A maioria dos alimentos que consumimos não existia na natureza. Eles foram transformados com técnicas de irradiação, de mutação por métodos químicos ou cruzamento de espécies. Muita gente não sabe que frutas como a nectarina, o mamão papaia e o kiwi são mutantes. Algumas pessoas são alérgicas ao kiwi. Se ele fosse transgênico, os testes de segurança não permitiriam a sua liberação para consumo.

ISTOÉ – Hoje é possível escolher o sexo e a cor dos olhos de um bebê. Isso não abre precedentes para que se empregue a ciência para fins duvidosos, como a clonagem humana?
Leila Macedo Oda

O cientista é livre para pensar e pesquisar o que quiser dentro
de seus laboratórios.

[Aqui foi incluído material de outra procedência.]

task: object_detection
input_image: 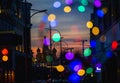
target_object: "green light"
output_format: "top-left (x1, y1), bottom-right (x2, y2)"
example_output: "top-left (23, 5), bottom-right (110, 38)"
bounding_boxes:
top-left (81, 0), bottom-right (88, 5)
top-left (52, 33), bottom-right (61, 42)
top-left (84, 48), bottom-right (92, 56)
top-left (78, 6), bottom-right (85, 12)
top-left (46, 55), bottom-right (53, 62)
top-left (86, 67), bottom-right (93, 74)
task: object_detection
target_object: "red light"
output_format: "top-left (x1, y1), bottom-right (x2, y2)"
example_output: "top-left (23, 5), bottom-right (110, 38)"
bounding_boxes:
top-left (2, 48), bottom-right (8, 55)
top-left (112, 41), bottom-right (118, 50)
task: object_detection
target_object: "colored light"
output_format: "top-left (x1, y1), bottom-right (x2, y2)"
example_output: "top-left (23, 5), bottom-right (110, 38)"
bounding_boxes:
top-left (64, 6), bottom-right (71, 13)
top-left (90, 40), bottom-right (96, 48)
top-left (56, 65), bottom-right (64, 72)
top-left (65, 0), bottom-right (73, 5)
top-left (2, 48), bottom-right (8, 55)
top-left (97, 10), bottom-right (104, 18)
top-left (68, 73), bottom-right (81, 83)
top-left (81, 0), bottom-right (88, 5)
top-left (95, 63), bottom-right (102, 68)
top-left (102, 7), bottom-right (108, 14)
top-left (50, 20), bottom-right (57, 27)
top-left (65, 52), bottom-right (74, 60)
top-left (43, 38), bottom-right (50, 46)
top-left (100, 35), bottom-right (106, 42)
top-left (52, 33), bottom-right (61, 42)
top-left (86, 67), bottom-right (93, 74)
top-left (68, 60), bottom-right (82, 72)
top-left (84, 48), bottom-right (92, 57)
top-left (78, 6), bottom-right (85, 12)
top-left (48, 14), bottom-right (56, 21)
top-left (92, 27), bottom-right (99, 35)
top-left (106, 51), bottom-right (112, 58)
top-left (41, 15), bottom-right (48, 23)
top-left (2, 55), bottom-right (8, 61)
top-left (112, 41), bottom-right (118, 50)
top-left (86, 21), bottom-right (93, 28)
top-left (53, 1), bottom-right (61, 8)
top-left (94, 0), bottom-right (101, 7)
top-left (46, 55), bottom-right (53, 62)
top-left (77, 69), bottom-right (85, 76)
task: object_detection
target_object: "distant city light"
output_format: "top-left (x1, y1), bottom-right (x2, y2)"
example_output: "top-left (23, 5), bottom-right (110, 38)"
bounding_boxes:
top-left (81, 0), bottom-right (88, 5)
top-left (94, 0), bottom-right (101, 7)
top-left (84, 48), bottom-right (92, 57)
top-left (78, 5), bottom-right (85, 12)
top-left (96, 9), bottom-right (104, 18)
top-left (52, 33), bottom-right (61, 42)
top-left (65, 0), bottom-right (73, 5)
top-left (86, 21), bottom-right (93, 28)
top-left (65, 52), bottom-right (74, 60)
top-left (64, 6), bottom-right (71, 13)
top-left (53, 1), bottom-right (61, 8)
top-left (48, 14), bottom-right (56, 21)
top-left (92, 26), bottom-right (100, 35)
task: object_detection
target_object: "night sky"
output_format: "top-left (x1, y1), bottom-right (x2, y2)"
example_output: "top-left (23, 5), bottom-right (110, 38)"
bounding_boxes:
top-left (27, 0), bottom-right (93, 55)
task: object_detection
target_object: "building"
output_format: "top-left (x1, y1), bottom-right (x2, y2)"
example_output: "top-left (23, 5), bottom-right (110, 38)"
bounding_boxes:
top-left (0, 0), bottom-right (32, 83)
top-left (90, 0), bottom-right (120, 83)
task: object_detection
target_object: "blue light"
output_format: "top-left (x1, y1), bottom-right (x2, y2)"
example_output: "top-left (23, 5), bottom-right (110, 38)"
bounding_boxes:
top-left (68, 60), bottom-right (82, 72)
top-left (90, 40), bottom-right (96, 48)
top-left (50, 20), bottom-right (57, 27)
top-left (53, 1), bottom-right (61, 8)
top-left (68, 73), bottom-right (81, 83)
top-left (97, 10), bottom-right (104, 18)
top-left (106, 51), bottom-right (112, 58)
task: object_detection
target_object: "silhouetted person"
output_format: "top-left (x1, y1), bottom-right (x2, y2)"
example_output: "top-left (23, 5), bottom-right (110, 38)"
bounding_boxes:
top-left (36, 48), bottom-right (44, 63)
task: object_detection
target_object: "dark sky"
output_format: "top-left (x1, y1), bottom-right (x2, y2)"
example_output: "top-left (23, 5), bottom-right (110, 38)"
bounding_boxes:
top-left (27, 0), bottom-right (93, 55)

Desde que não afronte a ética. O bebê de proveta veio para ajudar casais que não podiam ter filhos. O resto é perfumaria.
E a ciência tem coisas mais importantes para fazer do que se preocupar com isso. O mesmo se aplica à clonagem. Clonar seres humanos é inadmissível, mas a clonagem terapêutica representa um impacto importante para a saúde pública. Pode salvar milhões de vidas. Por
isso é preciso criar mecanismos legais que estabeleçam os objetivos desses estudos.

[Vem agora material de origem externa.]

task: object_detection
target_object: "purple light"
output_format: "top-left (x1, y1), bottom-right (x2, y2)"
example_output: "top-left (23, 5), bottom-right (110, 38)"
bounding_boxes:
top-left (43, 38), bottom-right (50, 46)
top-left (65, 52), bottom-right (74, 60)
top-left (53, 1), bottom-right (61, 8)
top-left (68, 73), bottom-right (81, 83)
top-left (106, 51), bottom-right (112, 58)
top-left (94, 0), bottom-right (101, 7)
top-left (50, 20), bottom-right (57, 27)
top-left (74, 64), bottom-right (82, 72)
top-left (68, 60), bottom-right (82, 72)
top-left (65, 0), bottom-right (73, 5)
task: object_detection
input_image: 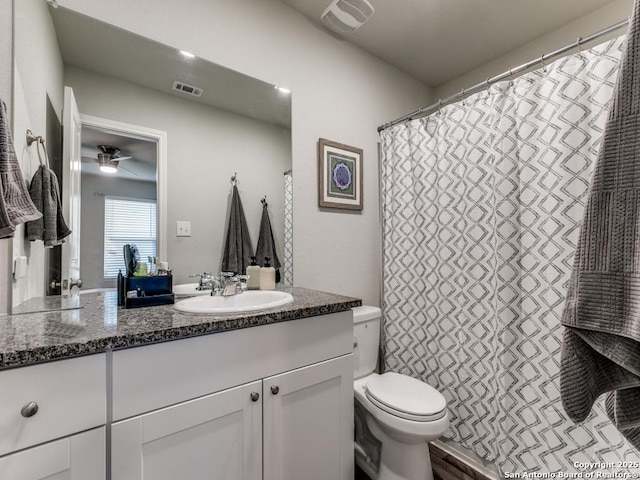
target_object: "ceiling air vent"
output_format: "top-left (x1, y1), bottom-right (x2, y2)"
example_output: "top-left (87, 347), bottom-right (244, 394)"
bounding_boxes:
top-left (320, 0), bottom-right (373, 36)
top-left (173, 80), bottom-right (203, 97)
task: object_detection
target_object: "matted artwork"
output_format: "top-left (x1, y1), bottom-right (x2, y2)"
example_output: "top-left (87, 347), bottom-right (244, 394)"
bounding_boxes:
top-left (318, 138), bottom-right (362, 210)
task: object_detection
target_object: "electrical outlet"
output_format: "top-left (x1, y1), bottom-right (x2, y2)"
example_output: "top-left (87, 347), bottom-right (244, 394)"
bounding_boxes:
top-left (176, 221), bottom-right (191, 237)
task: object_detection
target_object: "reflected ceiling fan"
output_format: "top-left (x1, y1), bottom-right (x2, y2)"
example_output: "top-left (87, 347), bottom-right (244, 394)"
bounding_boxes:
top-left (82, 145), bottom-right (138, 177)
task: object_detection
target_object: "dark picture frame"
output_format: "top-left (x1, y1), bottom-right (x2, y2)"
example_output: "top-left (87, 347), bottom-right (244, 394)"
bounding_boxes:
top-left (318, 138), bottom-right (363, 210)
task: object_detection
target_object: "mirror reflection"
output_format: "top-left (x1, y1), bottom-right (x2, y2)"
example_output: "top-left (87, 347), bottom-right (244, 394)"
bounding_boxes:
top-left (12, 0), bottom-right (292, 310)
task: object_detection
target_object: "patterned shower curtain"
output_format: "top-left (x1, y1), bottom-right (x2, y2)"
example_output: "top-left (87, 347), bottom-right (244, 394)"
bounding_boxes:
top-left (381, 39), bottom-right (640, 472)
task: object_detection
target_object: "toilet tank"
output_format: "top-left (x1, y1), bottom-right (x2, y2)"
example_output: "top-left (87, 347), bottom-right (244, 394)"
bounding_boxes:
top-left (352, 305), bottom-right (382, 380)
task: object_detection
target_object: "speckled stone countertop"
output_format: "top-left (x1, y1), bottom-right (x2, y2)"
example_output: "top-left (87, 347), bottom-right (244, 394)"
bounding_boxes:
top-left (0, 287), bottom-right (362, 369)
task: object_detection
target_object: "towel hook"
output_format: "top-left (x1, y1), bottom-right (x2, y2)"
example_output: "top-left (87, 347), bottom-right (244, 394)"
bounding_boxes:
top-left (27, 130), bottom-right (44, 147)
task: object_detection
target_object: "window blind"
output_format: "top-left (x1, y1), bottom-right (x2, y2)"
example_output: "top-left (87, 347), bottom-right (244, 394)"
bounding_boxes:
top-left (104, 196), bottom-right (157, 279)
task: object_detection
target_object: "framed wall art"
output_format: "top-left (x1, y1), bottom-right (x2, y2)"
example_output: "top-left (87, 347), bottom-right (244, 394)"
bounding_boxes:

ISTOÉ – Como a sra. avalia a crítica dos ecologistas, de que os cientistas desconsideram o princípio da precaução?
Leila Macedo Oda

Antes de atravessar uma rua devemos parar, olhar para os dois lados e atravessar, cuidadosamente, na faixa de pedestres. Isso é princípio de precaução. O que eles propõem é: não atravesse. A proposta dos ambientalistas é muito clara, é dizer não aos transgênicos. A nossa é separar o joio do trigo. Ninguém é louco de liberar produtos que não sejam seguros. Temos filhos e netos.

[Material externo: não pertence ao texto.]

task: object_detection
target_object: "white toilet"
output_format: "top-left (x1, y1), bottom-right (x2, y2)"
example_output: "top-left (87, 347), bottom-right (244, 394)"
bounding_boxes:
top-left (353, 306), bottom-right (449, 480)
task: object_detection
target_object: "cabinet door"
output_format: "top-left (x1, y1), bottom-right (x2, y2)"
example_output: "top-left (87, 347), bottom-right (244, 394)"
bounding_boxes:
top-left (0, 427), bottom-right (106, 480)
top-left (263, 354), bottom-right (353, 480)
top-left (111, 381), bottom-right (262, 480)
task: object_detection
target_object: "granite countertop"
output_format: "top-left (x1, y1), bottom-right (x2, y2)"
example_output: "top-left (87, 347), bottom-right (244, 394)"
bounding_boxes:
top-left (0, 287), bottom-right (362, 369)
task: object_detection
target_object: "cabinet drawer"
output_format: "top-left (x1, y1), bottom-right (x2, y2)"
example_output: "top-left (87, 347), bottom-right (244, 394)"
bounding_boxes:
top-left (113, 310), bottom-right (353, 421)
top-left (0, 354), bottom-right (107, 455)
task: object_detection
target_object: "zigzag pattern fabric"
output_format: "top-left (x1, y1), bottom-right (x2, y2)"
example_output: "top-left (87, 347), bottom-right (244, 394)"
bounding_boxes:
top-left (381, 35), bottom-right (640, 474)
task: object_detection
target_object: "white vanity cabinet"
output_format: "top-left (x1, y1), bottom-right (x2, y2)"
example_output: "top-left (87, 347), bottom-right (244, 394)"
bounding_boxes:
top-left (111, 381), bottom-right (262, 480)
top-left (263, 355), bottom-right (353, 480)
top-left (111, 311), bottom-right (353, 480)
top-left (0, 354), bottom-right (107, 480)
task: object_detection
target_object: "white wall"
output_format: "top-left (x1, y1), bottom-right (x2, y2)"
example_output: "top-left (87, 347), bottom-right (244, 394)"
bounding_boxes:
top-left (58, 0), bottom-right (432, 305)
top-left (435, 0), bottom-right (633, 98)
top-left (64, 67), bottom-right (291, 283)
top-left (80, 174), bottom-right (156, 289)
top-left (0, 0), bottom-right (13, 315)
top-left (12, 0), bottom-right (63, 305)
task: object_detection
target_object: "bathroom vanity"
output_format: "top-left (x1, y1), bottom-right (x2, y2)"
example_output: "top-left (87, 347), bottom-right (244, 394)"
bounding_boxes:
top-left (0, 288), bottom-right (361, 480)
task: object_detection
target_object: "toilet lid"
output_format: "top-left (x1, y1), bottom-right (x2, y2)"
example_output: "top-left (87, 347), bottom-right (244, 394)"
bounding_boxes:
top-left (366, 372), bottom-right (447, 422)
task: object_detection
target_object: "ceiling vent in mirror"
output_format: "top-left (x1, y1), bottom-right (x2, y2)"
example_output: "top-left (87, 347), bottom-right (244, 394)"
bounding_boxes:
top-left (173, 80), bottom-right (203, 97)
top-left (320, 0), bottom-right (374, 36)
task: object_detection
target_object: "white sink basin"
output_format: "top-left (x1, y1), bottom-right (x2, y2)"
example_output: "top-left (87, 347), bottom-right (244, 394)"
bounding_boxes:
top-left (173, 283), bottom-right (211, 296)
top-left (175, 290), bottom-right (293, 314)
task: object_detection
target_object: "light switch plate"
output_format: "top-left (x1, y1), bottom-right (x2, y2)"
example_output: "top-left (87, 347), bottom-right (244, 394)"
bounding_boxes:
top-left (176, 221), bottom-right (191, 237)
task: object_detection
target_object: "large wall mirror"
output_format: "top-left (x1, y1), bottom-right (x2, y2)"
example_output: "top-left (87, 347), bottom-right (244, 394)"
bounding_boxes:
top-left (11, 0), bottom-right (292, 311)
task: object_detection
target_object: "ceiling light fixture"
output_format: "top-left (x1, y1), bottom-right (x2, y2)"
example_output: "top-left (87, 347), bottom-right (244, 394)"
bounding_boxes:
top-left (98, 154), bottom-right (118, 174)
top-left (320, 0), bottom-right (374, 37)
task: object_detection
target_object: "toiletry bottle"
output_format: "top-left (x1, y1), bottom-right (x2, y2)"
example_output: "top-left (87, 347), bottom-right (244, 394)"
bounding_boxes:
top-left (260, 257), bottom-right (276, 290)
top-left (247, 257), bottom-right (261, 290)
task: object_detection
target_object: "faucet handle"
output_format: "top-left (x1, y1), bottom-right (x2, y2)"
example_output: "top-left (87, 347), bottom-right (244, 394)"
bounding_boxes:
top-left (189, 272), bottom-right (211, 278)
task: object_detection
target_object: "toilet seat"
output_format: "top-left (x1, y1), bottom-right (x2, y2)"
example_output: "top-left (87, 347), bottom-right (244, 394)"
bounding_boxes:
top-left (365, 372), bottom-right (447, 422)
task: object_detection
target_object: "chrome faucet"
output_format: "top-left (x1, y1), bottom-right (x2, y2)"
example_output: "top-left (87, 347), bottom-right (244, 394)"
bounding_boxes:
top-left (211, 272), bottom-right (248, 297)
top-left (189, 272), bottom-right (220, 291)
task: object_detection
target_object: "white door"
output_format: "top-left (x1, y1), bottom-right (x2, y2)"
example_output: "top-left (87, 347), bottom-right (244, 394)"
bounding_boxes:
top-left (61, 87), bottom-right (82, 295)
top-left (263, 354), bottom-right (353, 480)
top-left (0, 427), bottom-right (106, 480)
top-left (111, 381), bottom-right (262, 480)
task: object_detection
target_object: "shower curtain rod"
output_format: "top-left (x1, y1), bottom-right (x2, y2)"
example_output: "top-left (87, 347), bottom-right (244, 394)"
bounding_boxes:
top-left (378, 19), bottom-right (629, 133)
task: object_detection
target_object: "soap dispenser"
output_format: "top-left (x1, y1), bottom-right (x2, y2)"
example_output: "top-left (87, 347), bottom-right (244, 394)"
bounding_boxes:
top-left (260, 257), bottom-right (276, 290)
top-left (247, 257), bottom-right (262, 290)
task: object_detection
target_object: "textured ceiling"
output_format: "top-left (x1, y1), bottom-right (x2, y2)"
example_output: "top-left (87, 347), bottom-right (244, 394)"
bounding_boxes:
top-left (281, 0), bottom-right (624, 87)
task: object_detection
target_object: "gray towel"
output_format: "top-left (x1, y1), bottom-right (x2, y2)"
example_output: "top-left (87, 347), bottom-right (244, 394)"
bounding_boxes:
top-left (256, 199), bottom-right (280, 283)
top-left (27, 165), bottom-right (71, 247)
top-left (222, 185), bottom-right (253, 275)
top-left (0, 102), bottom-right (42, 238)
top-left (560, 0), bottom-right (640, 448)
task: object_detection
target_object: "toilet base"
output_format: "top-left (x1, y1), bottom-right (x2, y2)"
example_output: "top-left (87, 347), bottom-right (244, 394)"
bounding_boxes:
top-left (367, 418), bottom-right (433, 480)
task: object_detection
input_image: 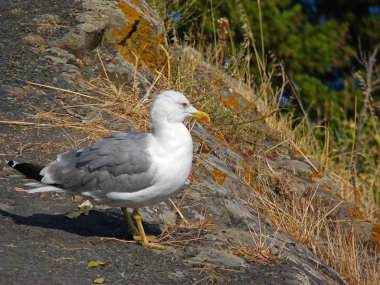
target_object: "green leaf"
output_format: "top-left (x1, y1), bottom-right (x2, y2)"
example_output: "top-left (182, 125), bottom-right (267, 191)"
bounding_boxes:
top-left (87, 260), bottom-right (106, 268)
top-left (65, 210), bottom-right (83, 219)
top-left (94, 277), bottom-right (105, 284)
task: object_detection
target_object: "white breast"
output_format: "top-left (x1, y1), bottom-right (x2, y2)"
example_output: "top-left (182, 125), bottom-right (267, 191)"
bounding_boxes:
top-left (107, 124), bottom-right (193, 208)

ISTOÉ – O que os cientistas esperam conseguir com essa mobilização política, em Brasília?
Leila Macedo Oda

Queremos contribuir para deixar o processo decisório dessas novas pesquisas o mais transparente e menos burocrático possível. Quanto menos entraves, melhor para nós e para o País. Precisamos reconhecer que o modelo agrícola se esgotou no mundo. Temos duas opções: ou continuamos com os desmatamentos ou aprimoramos os métodos agrícolas. A transgenia veio para solucionar esse problema, sem aumentar a área de plantio e com menos uso de agrotóxicos. Se não houver investimento em biotecnologia, o Brasil vai perder o trem da história. E as consequências serão piores do que se viu nos oito anos de reserva de mercado para os produtos de informática. Não se pode dizer que exista uma indústria nacional de computadores.